The IIM Ahmedabad professor has been a policy contrarian and voted since June for a 25 basis point rate cut in the policy rate that currently rules at 6 per cent.
"The real cause of concern right now is the economic recovery and its slow pace. Fiscal space is more or less exhausted but the space for the monetary boost has fortunately been available now for a relatively long period. Had the policy rate been cut to 5.75 per cent in June 2017 as I had argued then, the economic recovery would have been far more rapid and we would have been in a much better position," the professor was quoted as saying in the minutes for the latest monetary policy meeting released today.
"Although we have missed the bus, it is still better late than never. In my opinion, we must cut the policy rate by at least 25 basis points to begin with if we want to be on conservative side, because enough space existed all along," Dholakia added.
He is the only policymaker on the six-member MPC whose views are completely in sync with those of the mandarins in the finance ministry who have been trying hard to budge the RBI towards a rate cut.
The majoritarian view within the MPC is that the upward trajectory in non-food, non-fuel inflation is likely to continue in the near term. Housing inflation is also expected to rise in 2018, fanned by the staggered impact of housing rent allowance (HRA) increases to central government employees "which is expected to peak in December".
The recent rise in international crude prices on account of the Opec's decision to maintain production cuts through next year and the possibility of an "adverse supply shock due to geo-political developments" prompted five of the six policymakers to stand pat on the repo rate.
"On the whole, inflation is estimated in the range 4.3-4.7 per cent in Q3 and Q4 of this year, including the HRA effect of up to 35 basis points, with risks evenly balanced," the minutes of the meeting said.
Dholakia, however, disagreed strongly with this view.
"The RBI's expectation about the headline inflation in the remaining two quarters of 2017-18 is in the range of 4.3 to 4.7 per cent. If we exclude the pure statistical effect of revisions in the house rent allowance by the 7th Pay Commission for the government employees, the range of the RBI forecasts of both the headline and CPI excluding food and fuel show the relevant inflation rate hovering around 3.9 to 4.3 per cent over the rest of the year. Thus, there is a clear space for the rate reduction of at least 25 basis points even without considering the output gap," he added.

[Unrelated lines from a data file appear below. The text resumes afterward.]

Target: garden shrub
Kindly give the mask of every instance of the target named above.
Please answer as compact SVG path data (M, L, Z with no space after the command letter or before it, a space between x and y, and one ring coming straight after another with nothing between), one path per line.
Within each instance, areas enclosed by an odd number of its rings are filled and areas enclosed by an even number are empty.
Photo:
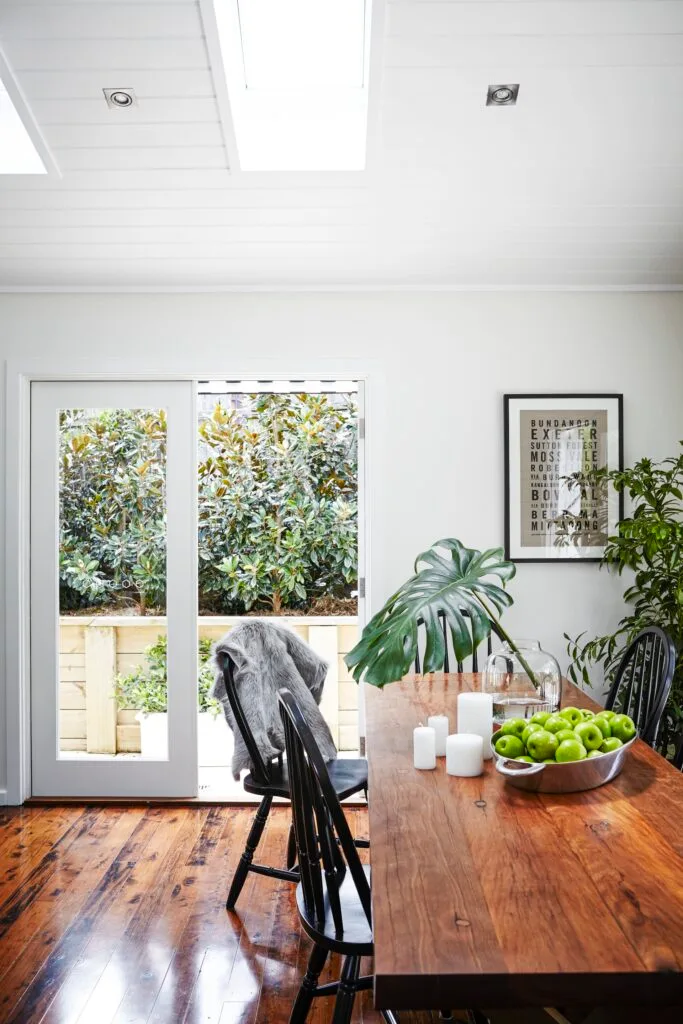
M60 414L60 608L166 603L163 409Z
M199 640L197 704L199 711L211 711L217 715L220 705L218 701L209 697L213 685L211 646L212 641L207 637ZM167 710L167 651L168 638L165 634L160 634L154 643L145 649L145 660L142 665L125 676L117 676L115 694L119 708L148 713Z
M302 611L357 582L353 396L217 402L199 425L199 611ZM61 414L60 601L163 613L163 410Z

The IIM professor believes that there is a crying need to ratchet up growth - with the impetus being provided by a rate cut.
"As against RBI's expectation of 6.4 per cent, the growth of real GVA during the quarter turned out to be only 6.1 per cent. Yet, the RBI has not revised its growth forecast from the earlier 6.7 percent for the year 2017-18. This implies that RBI now expects a higher growth of 7.0 and 7.8 per cent respectively in the third and fourth quarters of 2017-18. This is highly improbable to be achieved without any policy rate cut because fiscal space is practically non-existent," he added.

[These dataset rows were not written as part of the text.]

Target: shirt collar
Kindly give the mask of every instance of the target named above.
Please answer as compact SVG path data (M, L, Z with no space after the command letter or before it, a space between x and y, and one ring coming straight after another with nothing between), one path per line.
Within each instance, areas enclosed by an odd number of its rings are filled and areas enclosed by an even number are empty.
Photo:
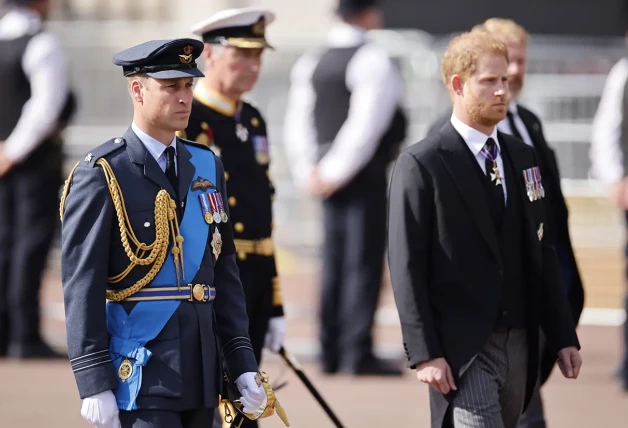
M355 25L339 22L327 35L327 41L334 47L358 46L364 43L366 30Z
M177 137L175 136L172 139L172 142L169 146L165 146L160 141L157 141L144 131L142 131L139 126L135 122L131 124L131 129L135 132L135 135L140 139L146 150L155 158L155 160L159 160L159 158L164 154L167 147L174 147L174 154L177 154Z
M454 126L458 134L462 137L473 156L477 156L481 151L484 145L486 144L486 140L492 138L495 140L495 144L497 145L497 149L501 151L501 147L499 146L499 140L497 139L497 127L493 128L493 132L491 135L486 135L477 129L471 128L466 123L463 123L460 119L456 117L455 114L451 115L451 124Z
M508 103L508 111L512 114L519 114L517 103L515 101L510 101L510 103Z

He argued that there were serious implications of keeping the real policy rate substantially higher than most other countries in the world. He argued that only 11 countries in the world had a "positive real policy rate" - and several of them either are in some crisis or have recently emerged out of a crisis.
"Among the rest of the countries, India has the highest real rate. If the situation is not corrected soon, it has the potential to destabilize the financial markets at home by discouraging domestic investments and encouraging foreign investment in the debt market. It may involve substantial risks for future," Dholakia added.

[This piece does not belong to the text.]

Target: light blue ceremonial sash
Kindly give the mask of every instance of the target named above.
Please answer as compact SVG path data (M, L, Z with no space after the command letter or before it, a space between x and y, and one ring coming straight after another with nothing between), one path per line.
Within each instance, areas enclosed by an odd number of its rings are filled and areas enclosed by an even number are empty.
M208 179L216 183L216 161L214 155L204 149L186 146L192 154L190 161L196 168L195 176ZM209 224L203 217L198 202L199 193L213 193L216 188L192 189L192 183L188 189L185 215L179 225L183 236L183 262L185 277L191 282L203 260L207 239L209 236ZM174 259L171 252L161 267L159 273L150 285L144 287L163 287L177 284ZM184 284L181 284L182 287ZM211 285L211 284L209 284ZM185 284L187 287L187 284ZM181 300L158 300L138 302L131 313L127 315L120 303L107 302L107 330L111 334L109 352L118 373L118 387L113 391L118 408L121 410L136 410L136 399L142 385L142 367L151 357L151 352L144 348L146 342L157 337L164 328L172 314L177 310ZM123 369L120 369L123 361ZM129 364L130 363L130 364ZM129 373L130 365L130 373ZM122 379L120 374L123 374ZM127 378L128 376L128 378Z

Echoing the majority view, RBI governor Urjit Patel said: "Inflation is now projected to be marginally higher, going forward, as the recent increase in oil prices is likely to sustain. Food inflation, led by vegetables, remains highly variable, while deflation in pulses continues."
"The recent upturn in crude oil prices has emerged as a source of concern. Several uncertainties, especially on the fiscal and external fronts, persist. It is, therefore, important to be vigilant. Hence, I vote for status quo in the policy rate," Patel added.